Social Security’s trustees released their annual report this week. The program faces a manageable long-term financial shortfall after 2035, after which it can still pay 77% of promised benefits if nothing changes. Importantly, part of this shortfall is due to the growth and persistence of massive income inequality that have been a hallmark of the U.S. economy for much of the past three decades.

Social Security is a vital program for America’s middle class. In total 63 million people received benefits from Social Security in 2018, spread out over the retirement, survivorship and disability programs. The average monthly benefit in 2016, the last year, for which such data are available, was $1,246. Social Security is a crucial, yet basic part of insuring income security for American families.

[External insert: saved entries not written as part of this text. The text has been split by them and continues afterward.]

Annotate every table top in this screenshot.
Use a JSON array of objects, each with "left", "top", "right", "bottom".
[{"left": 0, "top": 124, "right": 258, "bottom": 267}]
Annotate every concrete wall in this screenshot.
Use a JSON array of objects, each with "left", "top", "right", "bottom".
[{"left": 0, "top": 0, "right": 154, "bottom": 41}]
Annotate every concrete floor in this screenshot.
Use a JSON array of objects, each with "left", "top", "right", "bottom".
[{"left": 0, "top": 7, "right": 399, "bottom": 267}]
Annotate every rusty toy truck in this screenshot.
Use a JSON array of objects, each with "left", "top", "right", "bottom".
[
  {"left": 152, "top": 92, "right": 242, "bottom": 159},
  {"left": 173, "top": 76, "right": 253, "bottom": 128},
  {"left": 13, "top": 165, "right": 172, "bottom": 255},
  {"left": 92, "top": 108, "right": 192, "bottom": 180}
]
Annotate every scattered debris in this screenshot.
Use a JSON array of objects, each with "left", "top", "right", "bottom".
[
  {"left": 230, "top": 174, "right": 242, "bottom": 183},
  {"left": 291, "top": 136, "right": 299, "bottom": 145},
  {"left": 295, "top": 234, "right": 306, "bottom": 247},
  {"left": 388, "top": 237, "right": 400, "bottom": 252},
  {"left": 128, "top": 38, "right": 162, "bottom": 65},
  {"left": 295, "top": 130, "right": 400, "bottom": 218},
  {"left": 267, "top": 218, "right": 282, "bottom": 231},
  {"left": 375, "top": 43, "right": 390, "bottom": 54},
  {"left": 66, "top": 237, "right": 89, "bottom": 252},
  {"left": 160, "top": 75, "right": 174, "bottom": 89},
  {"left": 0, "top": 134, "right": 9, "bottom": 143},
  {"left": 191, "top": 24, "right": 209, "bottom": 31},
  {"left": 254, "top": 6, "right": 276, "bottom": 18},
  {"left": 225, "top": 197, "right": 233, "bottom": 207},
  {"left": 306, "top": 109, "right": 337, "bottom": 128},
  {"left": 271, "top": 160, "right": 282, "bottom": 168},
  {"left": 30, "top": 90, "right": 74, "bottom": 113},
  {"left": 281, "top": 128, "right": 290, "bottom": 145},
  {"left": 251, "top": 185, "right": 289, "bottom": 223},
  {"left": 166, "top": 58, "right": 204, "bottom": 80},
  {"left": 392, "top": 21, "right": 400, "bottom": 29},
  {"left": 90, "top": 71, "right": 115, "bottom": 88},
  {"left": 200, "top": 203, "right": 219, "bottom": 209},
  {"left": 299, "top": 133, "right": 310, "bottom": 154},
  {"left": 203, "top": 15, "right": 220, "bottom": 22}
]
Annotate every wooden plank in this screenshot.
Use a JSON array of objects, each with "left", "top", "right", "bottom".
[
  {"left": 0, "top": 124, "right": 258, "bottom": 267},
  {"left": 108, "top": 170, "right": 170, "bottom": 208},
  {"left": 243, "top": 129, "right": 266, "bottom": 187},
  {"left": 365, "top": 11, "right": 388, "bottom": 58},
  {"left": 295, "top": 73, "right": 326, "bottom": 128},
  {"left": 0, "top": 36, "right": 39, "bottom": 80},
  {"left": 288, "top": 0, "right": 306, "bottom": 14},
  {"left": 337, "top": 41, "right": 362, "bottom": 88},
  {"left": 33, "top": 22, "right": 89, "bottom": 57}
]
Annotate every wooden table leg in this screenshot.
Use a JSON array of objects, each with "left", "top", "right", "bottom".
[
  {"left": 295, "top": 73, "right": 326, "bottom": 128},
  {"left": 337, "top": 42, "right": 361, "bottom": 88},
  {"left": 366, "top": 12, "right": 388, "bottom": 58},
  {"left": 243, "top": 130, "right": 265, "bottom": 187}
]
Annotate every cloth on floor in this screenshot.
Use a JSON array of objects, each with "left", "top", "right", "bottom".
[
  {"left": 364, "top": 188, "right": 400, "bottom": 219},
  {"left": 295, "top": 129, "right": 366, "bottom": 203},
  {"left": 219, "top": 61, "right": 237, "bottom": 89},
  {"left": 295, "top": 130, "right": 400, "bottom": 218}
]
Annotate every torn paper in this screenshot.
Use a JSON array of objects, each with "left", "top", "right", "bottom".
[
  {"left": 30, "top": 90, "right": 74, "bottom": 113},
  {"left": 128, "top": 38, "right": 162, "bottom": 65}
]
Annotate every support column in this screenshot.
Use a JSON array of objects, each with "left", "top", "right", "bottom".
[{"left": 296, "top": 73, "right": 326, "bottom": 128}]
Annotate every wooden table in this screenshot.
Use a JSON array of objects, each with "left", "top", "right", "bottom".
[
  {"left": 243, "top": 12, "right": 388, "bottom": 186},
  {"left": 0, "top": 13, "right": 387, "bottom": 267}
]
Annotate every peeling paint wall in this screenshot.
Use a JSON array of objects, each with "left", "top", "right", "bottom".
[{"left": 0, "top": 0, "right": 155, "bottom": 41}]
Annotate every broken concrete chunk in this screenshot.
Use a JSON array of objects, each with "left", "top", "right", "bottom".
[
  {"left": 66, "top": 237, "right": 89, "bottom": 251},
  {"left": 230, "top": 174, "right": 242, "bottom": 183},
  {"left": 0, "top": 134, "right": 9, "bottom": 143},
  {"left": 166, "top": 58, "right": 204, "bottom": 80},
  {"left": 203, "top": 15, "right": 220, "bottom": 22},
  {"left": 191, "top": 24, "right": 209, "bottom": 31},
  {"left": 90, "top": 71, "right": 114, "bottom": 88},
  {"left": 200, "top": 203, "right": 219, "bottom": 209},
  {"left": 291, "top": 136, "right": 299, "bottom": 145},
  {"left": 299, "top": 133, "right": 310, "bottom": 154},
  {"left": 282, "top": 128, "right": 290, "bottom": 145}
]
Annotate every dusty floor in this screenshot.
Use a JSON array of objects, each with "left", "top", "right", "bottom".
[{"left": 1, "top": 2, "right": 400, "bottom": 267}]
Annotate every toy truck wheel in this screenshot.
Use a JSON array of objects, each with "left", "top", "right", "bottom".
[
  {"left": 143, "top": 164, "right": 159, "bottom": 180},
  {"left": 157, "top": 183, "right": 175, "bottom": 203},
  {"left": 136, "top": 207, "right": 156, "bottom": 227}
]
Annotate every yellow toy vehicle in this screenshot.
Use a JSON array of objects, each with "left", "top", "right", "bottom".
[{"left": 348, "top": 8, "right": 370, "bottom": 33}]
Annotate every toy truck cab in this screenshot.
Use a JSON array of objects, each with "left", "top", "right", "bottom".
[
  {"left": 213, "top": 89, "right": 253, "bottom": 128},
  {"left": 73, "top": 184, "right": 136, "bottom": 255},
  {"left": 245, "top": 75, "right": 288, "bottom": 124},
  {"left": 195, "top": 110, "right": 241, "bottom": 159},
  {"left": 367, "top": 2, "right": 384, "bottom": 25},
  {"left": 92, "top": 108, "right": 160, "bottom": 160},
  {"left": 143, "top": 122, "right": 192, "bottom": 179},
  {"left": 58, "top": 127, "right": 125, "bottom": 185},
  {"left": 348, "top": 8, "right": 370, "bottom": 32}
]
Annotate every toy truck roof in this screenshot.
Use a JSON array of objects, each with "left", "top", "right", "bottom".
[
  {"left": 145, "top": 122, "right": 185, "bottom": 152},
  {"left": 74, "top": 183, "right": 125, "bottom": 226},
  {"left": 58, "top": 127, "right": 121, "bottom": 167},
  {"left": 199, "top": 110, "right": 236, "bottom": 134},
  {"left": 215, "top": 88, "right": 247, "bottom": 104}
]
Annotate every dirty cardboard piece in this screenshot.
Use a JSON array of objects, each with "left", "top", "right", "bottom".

The importance of Social Security benefits for American families’ financial security has in fact gone up as low-income and middle-income families face increasing financial struggles and find it harder to save. Incomes at the bottom and in the middle have grown only very slowly. And incomes have become less stable. The likelihood to experience a sharp drop in income in particular has gone up.

Both few income gains and high income instability often stand in the way of workers saving for their future. They cannot save much, especially since they already struggle to pay for basics such as health insurance, but workers also regularly need to dip into their savings to pay their bills when incomes unexpectedly go down. As a result, low-income and middle-income families not only have less economic security now, but they are also economically less mobile and face more hardships in retirement than workers in the past did. Social Security’s guaranteed, progressive benefits are one thing workers can count on.

Yet, income inequality adversely affects Social Security’s finances at time when American families need Social Security benefits more. Income inequality rose starting in the 1980s and remained persistently high in recent decades. Income growth at the bottom and in the middle of the income distribution have slowed, but accelerated at the top and grown faster at the top.